1, 19 Questa è la testimonianza di Jehohanan, quando gli abitanti della Giudea gli inviarono da Gerusalemme sacerdoti e leviti a interrogarlo: «Tu, chi sei?».
20 Egli confessò e non negò.
Confessò: «Io non sono il messia».
21 Allora gli chiesero: «Chi sei, dunque? Sei tu Elia?».
«Non lo sono», disse.
«Sei tu il profeta?».
«No», rispose.
22 Gli dissero allora: «Chi sei? Perché possiamo dare una risposta a coloro che ci hanno mandato. Che cosa dici di te stesso?».
23 Rispose:
«Io sono voce di uno che grida nel deserto:
Rendete diritta la via del Signore,
come disse il profeta Isaia».
– la citazione è modificata arbitrariamente: il testo di Isaia, 40, 3 è un po’ diverso:
Una voce grida:
«Nel deserto preparate la via al Signore,
spianate nella steppa la strada per il nostro Dio. –
24 Quelli che erano stati inviati venivano dai farisei.
25 Essi lo interrogarono e gli dissero: «Perché dunque tu battezzi, se non sei il messia, né Elia, né il profeta?».
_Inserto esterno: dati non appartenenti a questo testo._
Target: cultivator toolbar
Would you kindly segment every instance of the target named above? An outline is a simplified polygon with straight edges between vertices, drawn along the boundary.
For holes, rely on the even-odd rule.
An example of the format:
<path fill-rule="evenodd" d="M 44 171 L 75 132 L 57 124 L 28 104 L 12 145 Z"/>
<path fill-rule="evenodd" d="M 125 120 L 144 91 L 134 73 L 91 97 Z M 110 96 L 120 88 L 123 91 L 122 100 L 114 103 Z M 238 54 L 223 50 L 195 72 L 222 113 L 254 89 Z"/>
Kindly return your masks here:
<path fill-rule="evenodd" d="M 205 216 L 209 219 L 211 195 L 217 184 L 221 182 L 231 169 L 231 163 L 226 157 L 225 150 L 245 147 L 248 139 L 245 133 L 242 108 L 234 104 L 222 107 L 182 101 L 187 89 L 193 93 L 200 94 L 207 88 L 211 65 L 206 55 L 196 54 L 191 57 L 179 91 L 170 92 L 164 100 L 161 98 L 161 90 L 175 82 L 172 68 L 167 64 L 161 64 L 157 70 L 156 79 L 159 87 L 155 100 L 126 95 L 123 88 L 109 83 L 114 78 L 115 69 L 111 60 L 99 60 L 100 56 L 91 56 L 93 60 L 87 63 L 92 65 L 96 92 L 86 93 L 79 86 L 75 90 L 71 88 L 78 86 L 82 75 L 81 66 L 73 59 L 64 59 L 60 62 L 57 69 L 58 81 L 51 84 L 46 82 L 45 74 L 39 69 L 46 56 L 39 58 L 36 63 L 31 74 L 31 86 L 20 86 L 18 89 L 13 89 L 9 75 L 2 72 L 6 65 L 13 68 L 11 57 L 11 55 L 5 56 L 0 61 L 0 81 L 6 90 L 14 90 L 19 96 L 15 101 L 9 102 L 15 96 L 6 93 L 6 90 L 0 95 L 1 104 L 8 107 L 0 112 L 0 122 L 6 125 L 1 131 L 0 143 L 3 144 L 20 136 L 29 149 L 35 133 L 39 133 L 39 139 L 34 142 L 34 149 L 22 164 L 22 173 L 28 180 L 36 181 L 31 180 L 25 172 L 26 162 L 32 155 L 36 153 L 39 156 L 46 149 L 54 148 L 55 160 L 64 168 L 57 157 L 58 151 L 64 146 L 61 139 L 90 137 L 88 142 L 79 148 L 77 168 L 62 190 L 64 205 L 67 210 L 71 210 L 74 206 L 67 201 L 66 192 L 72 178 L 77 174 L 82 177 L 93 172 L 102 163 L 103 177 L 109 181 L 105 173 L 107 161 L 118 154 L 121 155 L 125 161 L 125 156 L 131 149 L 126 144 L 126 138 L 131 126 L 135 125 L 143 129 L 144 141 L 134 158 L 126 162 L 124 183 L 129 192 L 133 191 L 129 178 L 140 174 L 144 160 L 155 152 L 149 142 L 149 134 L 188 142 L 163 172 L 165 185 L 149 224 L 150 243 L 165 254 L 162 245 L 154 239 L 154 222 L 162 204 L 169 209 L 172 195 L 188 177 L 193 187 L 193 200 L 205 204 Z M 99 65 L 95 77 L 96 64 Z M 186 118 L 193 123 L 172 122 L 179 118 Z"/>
26 Jehohanan rispose loro: «Io battezzo nell’acqua. In mezzo a voi sta uno che voi non conoscete, 27 colui che viene dopo di me: a lui io non sono degno di slegare il laccio del sandalo».
28 Questo avvenne in Betània, al di là del Giordano, dove Jehohanan stava battezzando.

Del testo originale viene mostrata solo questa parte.